The Flying Dutchmen have fielded (is the right term courted, since basketball is not played on a field? Hmmm) the same starting lineup in each of their first seven games, the longest such stretch to open a season since the quintet of Aurimas Kieza, Adrian Uter, Loren Stokes, Antoine Agudio and Carlos Rivera started the first nine games in 2005-06.
But after consecutive games in which the Dutchmen were dominated down low by Charlotte and Fairfield, Tom Pecora said there could be a change for the CAA opener at Towson Saturday. Miklos Szabo will have to work his way out of the doghouse in practice this week after recording just four rebounds in 45 minutes in his last two games. Szabo is averaging just 6.5 points and 3.7 rebounds per game in six contests against Division I competition this year.
“If he doesn’t rebound in practice this week, he won’t start on Saturday and I’ll take away his minutes,” Pecora said Monday. “We compete every day in practice for minutes, and these guys will tell you: Around here, you get what you deserve. And if he’s not rebounding the basketball, he doesn’t deserve to start and he doesn’t deserve to get minutes. We all have our jobs to do and his is to defend the post and rebound the ball, and he’s not doing either right now.”

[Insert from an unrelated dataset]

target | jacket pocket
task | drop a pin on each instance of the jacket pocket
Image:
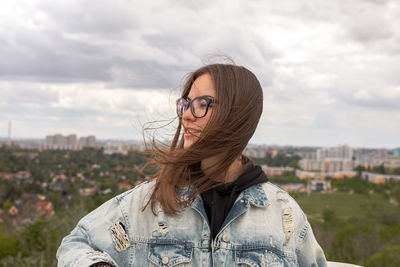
(260, 257)
(168, 253)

The Dutchmen unveiled three different starting lineups in their first seven games last year and five different lineups over the same span in 2007-08.
—One player who will surely push Szabo for playing time is freshman David Imes who made his collegiate debut Monday after missing the first six games with a high ankle sprain and scored a basket in six minutes. “He’s a tough kid, he’s been great in practice,” Pecora said. “He’s a rebounder by nature. This was a good matchup, these kinds of teams, for him, because you can play small.”
—The Dutchmen’s other senior, Life With Corny, has also been the target of some Pecora criticism, but his lean line Monday (two points and no field goals in 23 minutes) was better and more pivotal than it looks. Vines shared the team lead in rebounds with five and also had four assists for the second straight game. He had as many as four assists in a game just once in 31 contests last season.
Vines also continued his season-long hustle on both ends of the floor, particularly in scrambling for the rebound of his missed 3-pointer midway through the second half. Vines took quite a shot from Yorel Hawkins but hit the subsequent two free throws to give the Dutchmen a 61-60 lead. They’d never trail again.
The most amazing thing: He took just two shots, which, you should not be surprised to read, is a career low. Life With Corny taking two shots in 23 minutes is like me taking one trip to the all-you-can-eat buffet.
I don’t think Vines has morphed into a point guard, but he’ll have a vital role—and Pecora will have done a helluva job coaching—if a player who prefers to shoot first, second, third and 27th can contribute by playing with the yellow light Pecora has often spoke about.